- Relator(a)
- Ministro Humberto Martins
- Órgão julgador
- Terceira Turma
- Data do julgamento
- 27/10/2025
- Data de publicação
- 30/10/2025
STJ – Acórdão, Rel. Ministro Humberto Martins, Terceira Turma, j. 27/10/2025, p. 30/10/2025
PROCESSUAL CIVIL E EMPRESARIAL. RECURSO ESPECIAL. RECUPERAÇÃO JUDICIAL. CUMPRIMENTO DE SENTENÇA. ALEGAÇÃO DE NEGATIVA DE PRESTAÇÃO JURISDICIONAL. INOCORRÊNCIA DE AFRONTA AO ART. 1.022, II, DO CPC. REFORMATIO IN PEJUS. CONFIGURAÇÃO. CRÉDITO ORIUNDO DE ATO ILÍCITO. FATO GERADOR ANTERIOR AO PEDIDO DE RECUPERAÇÃO. NATUREZA CONCURSAL. SUJEIÇÃO AO PLANO. NOVAÇÃO. EXTINÇÃO DA EXECUÇÃO INDIVIDUAL. PRECEDENTES. PROVIMENTO PARCIAL. 1. Não configurada negativa de prestação jurisdicional quando o Tribunal de origem aprecia fundamentadamente as questões essenciais ao julgamento da lide, ainda que em sentido contrário ao interesse da parte. 2. Viola o princípio da proibição da reformatio in pejus (arts. 141 e 492 do CPC) a decisão do Tribunal de origem que, em recurso exclusivo da recuperanda, além de manter a classificação do crédito como extraconcursal, reforma a decisão de primeiro grau para determinar o prosseguimento da execução individual, agravando a situação da recorrente. 3. A jurisprudência consolidada desta Corte, em julgamento repetitivo (Tema 1.051), estabelece que, para o fim de submissão aos efeitos da recuperação judicial, considera-se que a existência do crédito é determinada pela data do seu fato gerador. 4. Em se tratando de crédito oriundo de ato ilícito indenizatório, reconhecido judicialmente, sua constituição ocorre no momento do evento danoso, e não no trânsito em julgado da sentença condenatória. 5. Hipótese em que o protesto indevido que ensejou a condenação indenizatória ocorreu em data anterior ao pedido de recuperação judicial formulado em 18/12/2014, o que confere ao crédito natureza concursal. 6. A homologação do plano de recuperação judicial implica novação ope legis das obrigações sujeitas (art. 59 da Lei n. 11.101/2005), impondo a extinção das execuções individuais fundadas em créditos concursais, habilitados ou não, cabendo ao credor observar as condições estipuladas no plano.
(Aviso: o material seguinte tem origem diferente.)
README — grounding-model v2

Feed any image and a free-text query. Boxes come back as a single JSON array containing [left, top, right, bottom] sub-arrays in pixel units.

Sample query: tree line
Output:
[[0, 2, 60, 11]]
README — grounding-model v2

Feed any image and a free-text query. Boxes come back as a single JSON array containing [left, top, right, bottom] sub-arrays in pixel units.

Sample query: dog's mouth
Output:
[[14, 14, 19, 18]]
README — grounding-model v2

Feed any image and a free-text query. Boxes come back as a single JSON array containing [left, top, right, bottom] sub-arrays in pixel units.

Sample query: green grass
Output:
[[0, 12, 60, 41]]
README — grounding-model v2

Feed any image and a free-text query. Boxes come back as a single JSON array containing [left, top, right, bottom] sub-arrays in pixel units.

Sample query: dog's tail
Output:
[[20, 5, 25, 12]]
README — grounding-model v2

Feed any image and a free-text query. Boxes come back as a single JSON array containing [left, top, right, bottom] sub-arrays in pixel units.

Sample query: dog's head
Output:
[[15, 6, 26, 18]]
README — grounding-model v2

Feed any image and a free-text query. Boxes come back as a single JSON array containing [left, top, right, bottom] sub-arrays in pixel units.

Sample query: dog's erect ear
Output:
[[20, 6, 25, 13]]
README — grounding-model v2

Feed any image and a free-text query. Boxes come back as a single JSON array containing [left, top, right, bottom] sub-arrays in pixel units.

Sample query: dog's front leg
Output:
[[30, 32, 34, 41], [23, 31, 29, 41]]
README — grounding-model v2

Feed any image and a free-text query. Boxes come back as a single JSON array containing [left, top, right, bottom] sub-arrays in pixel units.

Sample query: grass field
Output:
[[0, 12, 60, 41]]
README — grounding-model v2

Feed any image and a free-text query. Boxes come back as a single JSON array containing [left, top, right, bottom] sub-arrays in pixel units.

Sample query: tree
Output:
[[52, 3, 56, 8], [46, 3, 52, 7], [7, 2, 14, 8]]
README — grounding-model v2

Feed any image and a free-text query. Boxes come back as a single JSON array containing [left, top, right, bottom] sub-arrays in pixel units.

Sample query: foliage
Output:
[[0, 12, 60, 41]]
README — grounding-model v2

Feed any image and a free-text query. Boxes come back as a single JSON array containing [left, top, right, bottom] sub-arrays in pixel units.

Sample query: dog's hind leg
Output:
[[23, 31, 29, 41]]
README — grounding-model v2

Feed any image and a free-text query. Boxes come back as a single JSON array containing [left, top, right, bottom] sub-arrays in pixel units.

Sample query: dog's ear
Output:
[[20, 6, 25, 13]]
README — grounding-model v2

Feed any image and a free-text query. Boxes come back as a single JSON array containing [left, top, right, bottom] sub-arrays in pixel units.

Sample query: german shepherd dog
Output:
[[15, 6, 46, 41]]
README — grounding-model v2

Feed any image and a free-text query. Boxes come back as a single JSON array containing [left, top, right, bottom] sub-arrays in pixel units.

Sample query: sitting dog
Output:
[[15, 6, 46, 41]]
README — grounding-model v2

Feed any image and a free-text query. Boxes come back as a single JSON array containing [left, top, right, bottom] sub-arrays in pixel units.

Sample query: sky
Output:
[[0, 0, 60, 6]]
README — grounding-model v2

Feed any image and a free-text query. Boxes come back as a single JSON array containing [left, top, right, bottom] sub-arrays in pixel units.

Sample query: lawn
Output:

Recurso especial parcialmente provido para reconhecer a reformatio in pejus, anular o acórdão recorrido no ponto em que determinou o prosseguimento da execução e declarar a natureza concursal do crédito, sujeito à no vação do plano de recuperação judicial, restabelecendo-se a sentença de primeiro grau que extinguiu o cumprimento de sentença. (REsp n. 2.225.674/SP, relator Ministro Humberto Martins, Terceira Turma, julgado em 27/10/2025, DJEN de 30/10/2025.)